Besides this innovative and insightful assessment of Civil War combat, "Roll-Call to Destiny" offers plenty of more traditional military history in the form of stirring narratives of dramatic episodes peopled by soldiers whose courage and skill rose to the occasion - or sometimes did not. This is a book that should be of great interest and value to anyone seriously interested in the real nature of fighting during the American Civil War. Even those who think that they have already read everything there is to be said on the subject will come away with new information and ideas. This is definitely a book that deserves a strong thumbs-up.
Burnside's Fight: The Struggle for Matthews Hill is a fine description of how a Brigade acts in battle. This is a detailed account of what it takes to handle a Brigade keeping in mind the condition of your men and trying to counter action's of the enemy. While detailed, the account is never boring and places us next to the commander during the fight. Burnside's Fight: The Advance to Bull Run Battlefield is a fresh look at the problems associated with marching inexperienced soldiers and trying to maintain a schedule. The Second Minnesota Infantry at Missionary Ridge and the Attack and Defense of Fort Sanders, round out the chapters on infantry combat. Each makes a real and unique contribution to understanding this experience.
Artillery is not ignored. The Washington Artillery on Mare's Heights gives us the experience of working guns under infantry fire. The artillery's complex dance receives just enough detail to make us understand what losing a trained man means. Webster's Parrotts and the Attack against Arkansas Post, give us an account of how deadly good artillery fire is and how guns can dominate the battlefield.

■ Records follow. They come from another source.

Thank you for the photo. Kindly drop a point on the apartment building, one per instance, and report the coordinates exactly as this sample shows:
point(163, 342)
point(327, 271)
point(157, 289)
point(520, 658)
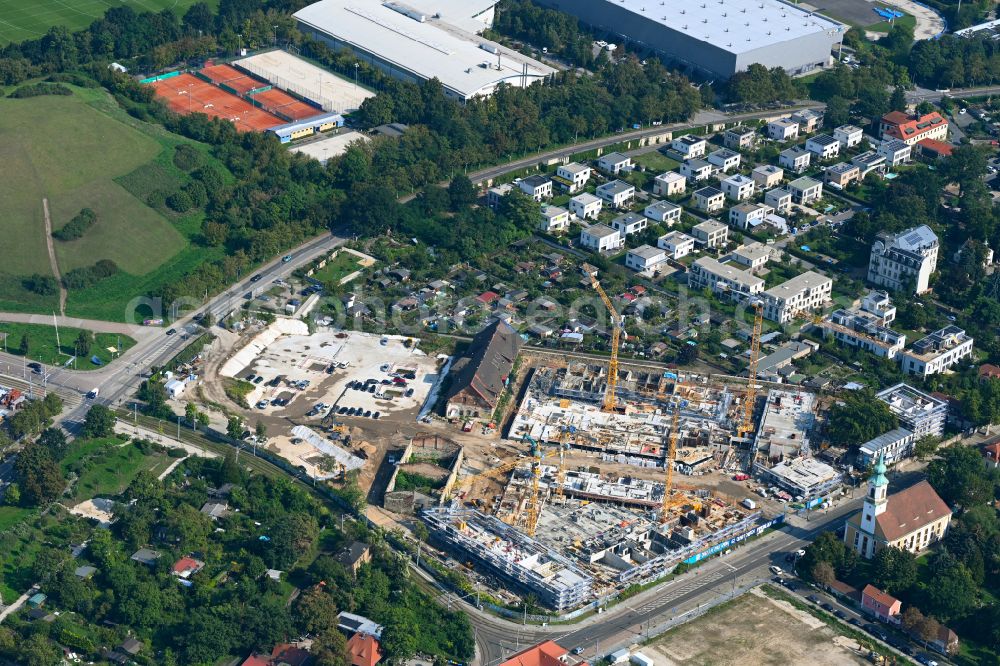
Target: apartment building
point(738, 187)
point(805, 190)
point(767, 176)
point(936, 352)
point(804, 292)
point(586, 206)
point(676, 244)
point(795, 159)
point(663, 212)
point(896, 260)
point(711, 233)
point(669, 184)
point(723, 279)
point(689, 145)
point(572, 177)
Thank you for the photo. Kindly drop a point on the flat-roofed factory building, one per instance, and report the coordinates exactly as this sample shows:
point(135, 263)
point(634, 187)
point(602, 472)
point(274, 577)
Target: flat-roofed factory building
point(720, 38)
point(424, 39)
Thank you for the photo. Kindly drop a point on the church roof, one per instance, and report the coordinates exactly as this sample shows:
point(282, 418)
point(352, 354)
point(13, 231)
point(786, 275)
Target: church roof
point(909, 510)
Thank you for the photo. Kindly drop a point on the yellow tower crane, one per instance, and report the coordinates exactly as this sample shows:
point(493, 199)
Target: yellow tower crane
point(617, 324)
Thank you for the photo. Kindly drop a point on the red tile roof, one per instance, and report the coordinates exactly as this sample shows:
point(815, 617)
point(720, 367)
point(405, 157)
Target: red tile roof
point(364, 650)
point(909, 510)
point(543, 654)
point(942, 148)
point(878, 595)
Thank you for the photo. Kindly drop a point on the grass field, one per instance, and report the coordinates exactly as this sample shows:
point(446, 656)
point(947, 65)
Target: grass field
point(29, 19)
point(84, 151)
point(42, 344)
point(107, 467)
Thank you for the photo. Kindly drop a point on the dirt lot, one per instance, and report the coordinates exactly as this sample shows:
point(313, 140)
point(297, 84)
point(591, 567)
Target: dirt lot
point(754, 631)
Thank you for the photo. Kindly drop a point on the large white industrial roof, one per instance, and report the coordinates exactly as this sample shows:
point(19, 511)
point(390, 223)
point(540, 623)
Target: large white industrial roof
point(428, 48)
point(736, 26)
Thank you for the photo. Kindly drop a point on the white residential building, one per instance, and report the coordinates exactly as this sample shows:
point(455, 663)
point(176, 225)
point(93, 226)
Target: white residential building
point(629, 223)
point(898, 259)
point(738, 187)
point(725, 279)
point(895, 152)
point(554, 219)
point(936, 352)
point(585, 206)
point(809, 120)
point(740, 138)
point(823, 146)
point(724, 159)
point(752, 255)
point(663, 212)
point(848, 136)
point(709, 199)
point(669, 184)
point(614, 163)
point(745, 216)
point(805, 190)
point(711, 233)
point(537, 187)
point(696, 169)
point(804, 292)
point(783, 129)
point(573, 177)
point(645, 259)
point(690, 145)
point(601, 238)
point(767, 176)
point(795, 159)
point(676, 244)
point(496, 194)
point(779, 198)
point(617, 193)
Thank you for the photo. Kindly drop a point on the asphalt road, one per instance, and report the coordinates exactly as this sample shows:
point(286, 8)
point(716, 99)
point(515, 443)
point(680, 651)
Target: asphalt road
point(627, 622)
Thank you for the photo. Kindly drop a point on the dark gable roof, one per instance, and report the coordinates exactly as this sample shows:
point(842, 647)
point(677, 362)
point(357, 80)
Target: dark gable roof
point(909, 510)
point(487, 363)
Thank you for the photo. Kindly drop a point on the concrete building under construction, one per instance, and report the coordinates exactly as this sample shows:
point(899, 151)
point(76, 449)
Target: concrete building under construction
point(512, 555)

The chapters on cavalry are not on the same level as the infantry and artillery chapters. Cavalry versus Cavalry at Gettysburg, while not poor, has seen much better treatments. Little new is presented here. This is the weakest chapter in the book. However, the chapter on the Seventh South Carolina at Darbytown Road captures the grim reality of being the underdog but refusing to accept defeat because of it. The reality of the Overland Campaign is brought home as the Seventh is forced to retake ground lost the previous day.
The book contains a number of Tactical Observation sections that both help place the action and expand on the lessons learned and problems encountered. These give the reader a good idea of the why things happen which increases our understanding of the what. This is an excellent book and will increase the readers understanding of the problems, processes and realities of the Civil War.